10:30 AM - 11:50 AM
Course ID
Spring 2018

The past decade has witnessed an explosion in the collection of ‘big data,’ and the sophistication and accessibility of the tools required to analyze those data. This has spurred government agencies and policy analysts to embrace novel, data-driven approaches to policy creation and evaluation.

This is an introductory course in programming and data analysis for public policy students with no prior coding experience; it is the first in Harris’s new data science sequence. It is for anyone who wants to gather, explore, and share raw quantitative data – or work with others who do. The course has three goals:

(1) We will first introduce students to the tools required to write and share code: text editors, the command line, the python shell, and version control (git).

(2) Students will be asked to "think algorithmically," translating self-contained questions into python programs.  We will cover the fundamentals of the language including types, control, functions, input/output, and scripts. We will touch on debugging and (time-permitting) computability.

(3) We will then cover tools and recipes for retrieving, cleaning, visualizing, and analyzing data.

  • Data science libraries: manipulating data with pandas, plotting with matplotlib and plotly, and running basic statistical and geographical analysis (GIS).

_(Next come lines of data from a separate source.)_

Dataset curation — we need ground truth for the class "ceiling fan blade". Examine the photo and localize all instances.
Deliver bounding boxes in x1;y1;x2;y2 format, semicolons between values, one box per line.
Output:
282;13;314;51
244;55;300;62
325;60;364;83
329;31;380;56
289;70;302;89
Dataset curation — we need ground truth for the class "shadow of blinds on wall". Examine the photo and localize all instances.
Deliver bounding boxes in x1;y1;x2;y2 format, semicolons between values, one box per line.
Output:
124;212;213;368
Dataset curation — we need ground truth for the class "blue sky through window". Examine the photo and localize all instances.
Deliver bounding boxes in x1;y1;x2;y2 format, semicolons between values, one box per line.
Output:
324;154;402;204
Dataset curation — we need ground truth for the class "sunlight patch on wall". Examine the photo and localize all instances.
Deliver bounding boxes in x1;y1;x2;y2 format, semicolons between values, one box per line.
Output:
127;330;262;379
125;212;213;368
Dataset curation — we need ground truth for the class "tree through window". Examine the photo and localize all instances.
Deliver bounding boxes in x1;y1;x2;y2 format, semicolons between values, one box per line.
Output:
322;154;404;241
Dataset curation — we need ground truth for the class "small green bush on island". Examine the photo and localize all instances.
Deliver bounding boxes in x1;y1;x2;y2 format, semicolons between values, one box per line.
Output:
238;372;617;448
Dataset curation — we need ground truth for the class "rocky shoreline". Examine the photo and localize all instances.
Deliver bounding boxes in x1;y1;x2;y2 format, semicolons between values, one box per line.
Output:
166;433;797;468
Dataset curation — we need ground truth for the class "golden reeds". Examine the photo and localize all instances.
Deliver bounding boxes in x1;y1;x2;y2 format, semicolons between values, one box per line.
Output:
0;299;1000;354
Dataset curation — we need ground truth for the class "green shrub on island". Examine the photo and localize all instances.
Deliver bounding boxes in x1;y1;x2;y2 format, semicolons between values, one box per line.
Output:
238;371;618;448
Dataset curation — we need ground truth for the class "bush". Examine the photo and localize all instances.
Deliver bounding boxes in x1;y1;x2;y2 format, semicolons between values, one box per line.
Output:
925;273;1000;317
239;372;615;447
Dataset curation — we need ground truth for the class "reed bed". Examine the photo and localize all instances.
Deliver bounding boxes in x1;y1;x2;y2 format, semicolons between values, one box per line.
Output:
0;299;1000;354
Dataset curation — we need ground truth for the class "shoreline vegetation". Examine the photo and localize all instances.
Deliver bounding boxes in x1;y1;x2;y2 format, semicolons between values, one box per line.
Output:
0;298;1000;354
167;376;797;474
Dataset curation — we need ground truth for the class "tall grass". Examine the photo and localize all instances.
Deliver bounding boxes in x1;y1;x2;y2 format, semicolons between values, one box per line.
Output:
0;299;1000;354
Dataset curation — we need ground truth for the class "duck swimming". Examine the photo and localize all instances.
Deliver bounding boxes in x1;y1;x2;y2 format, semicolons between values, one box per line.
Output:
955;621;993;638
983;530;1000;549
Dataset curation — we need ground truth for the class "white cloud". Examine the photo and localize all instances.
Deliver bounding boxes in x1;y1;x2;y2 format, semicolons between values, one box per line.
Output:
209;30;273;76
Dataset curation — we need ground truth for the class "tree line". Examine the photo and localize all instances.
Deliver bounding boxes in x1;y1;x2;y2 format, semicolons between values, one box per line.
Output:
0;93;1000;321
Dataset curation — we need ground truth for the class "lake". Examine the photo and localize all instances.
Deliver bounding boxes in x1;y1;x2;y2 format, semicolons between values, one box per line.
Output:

The pandas structures resemble R, and are a useful groundwork for the second course in this series.
  • Relational databases (SQL): selecting and aggregating data from databases.
  • Web scraping and APIs: how to retrieve and use public data from the web.

Ultimately, students should be comfortable using what they’ve learned in further Harris/Chicago courses in programming and statistics (incl. Policy Lab) – and in research after leaving Harris. They should be confident independently finding and exploring new packages for those projects. They should know enough to productively collaborate on projects with engineers, and understand the potential of such work.